The quantum casino: tutorials |

We can use ∆*S*_{total }to predict the direction of a reaction, but largely for historical reasons chemists prefer to think in terms of energy.

A note on units. We must take care when using mathematical expressions that include both energy and entropy. Chemists normally measure energy (both enthalpy and Gibbs free energy) in kJ mol^{-1} (kilojoules per mole) but measure entropy in J K^{‑1} mol^{-1} (joules per kelvin per mole). So it is necessary to convert the units – usually by dividing the entropy values by 1000 so that they are measured in kJ K^{‑1} mol^{-1}. |

∆*S*_{total} = ∆*S*_{system} + ∆*S*_{surroundings}

but remember ∆S_{surroundings} = –∆*H* / *T*

so

∆*S*_{total} = ∆*S*_{system} + (* –∆ H / T)*

If we multiply through by –*T*, we get

–*T*∆S_{total} = ∆*H* – *T*∆*S*_{system}

Since entropy has units of J K^{-1} mol^{-1}, *T *x ∆*S* has units of J mol^{-1} and is a measure of energy.
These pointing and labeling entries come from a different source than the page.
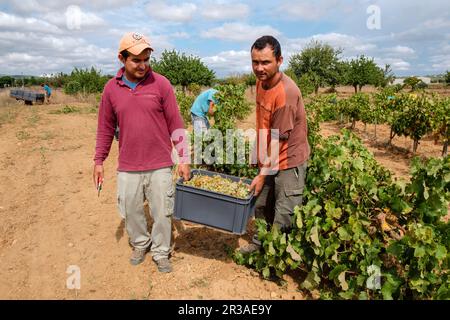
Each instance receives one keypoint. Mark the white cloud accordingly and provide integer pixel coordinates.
(306, 10)
(177, 13)
(400, 50)
(180, 35)
(440, 62)
(235, 62)
(218, 11)
(16, 23)
(45, 6)
(239, 32)
(396, 64)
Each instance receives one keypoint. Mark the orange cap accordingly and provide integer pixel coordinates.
(134, 43)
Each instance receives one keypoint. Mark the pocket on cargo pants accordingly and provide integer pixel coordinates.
(289, 186)
(170, 200)
(120, 195)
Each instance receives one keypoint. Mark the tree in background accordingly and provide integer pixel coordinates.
(319, 62)
(85, 81)
(183, 70)
(364, 71)
(413, 82)
(6, 81)
(305, 83)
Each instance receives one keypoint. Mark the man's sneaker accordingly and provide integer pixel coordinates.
(164, 265)
(251, 247)
(137, 256)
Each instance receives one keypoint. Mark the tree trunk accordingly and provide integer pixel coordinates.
(415, 145)
(375, 130)
(391, 136)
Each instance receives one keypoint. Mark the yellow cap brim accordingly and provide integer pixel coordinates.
(137, 49)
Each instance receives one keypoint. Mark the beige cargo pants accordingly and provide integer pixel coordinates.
(155, 186)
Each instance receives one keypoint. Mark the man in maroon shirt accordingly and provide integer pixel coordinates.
(142, 103)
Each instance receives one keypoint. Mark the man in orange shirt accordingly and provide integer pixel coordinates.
(282, 130)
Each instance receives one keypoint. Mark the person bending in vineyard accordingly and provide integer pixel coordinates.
(280, 114)
(203, 106)
(143, 104)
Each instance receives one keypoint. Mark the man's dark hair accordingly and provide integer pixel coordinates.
(265, 41)
(125, 54)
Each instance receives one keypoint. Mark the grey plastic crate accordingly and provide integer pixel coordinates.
(211, 208)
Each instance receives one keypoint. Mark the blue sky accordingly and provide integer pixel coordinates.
(47, 36)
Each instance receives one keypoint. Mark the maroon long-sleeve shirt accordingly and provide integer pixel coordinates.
(147, 117)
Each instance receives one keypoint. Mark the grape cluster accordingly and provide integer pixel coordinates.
(219, 184)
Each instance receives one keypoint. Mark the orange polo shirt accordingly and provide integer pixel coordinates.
(281, 107)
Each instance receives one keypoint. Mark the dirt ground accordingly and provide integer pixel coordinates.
(51, 218)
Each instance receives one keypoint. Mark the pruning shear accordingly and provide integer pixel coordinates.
(99, 186)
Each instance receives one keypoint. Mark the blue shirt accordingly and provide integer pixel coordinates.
(132, 85)
(47, 89)
(200, 106)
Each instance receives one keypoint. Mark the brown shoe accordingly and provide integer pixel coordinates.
(137, 256)
(249, 248)
(164, 265)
We call the term ‘–*T*∆S_{total}’ the Gibbs free energy after the American chemist Josiah Willard Gibbs. It is given the symbol ∆*G* so

∆*G* = ∆H – *T*∆*S*_{system}

Notice that if it is *negative*, the reaction is feasible. Notice also that all the terms in the expression relate to the *system* rather than the surroundings. This is what makes this quantity so useful to chemists. It is also an energy term, which is a concept more familiar to most chemists than entropy.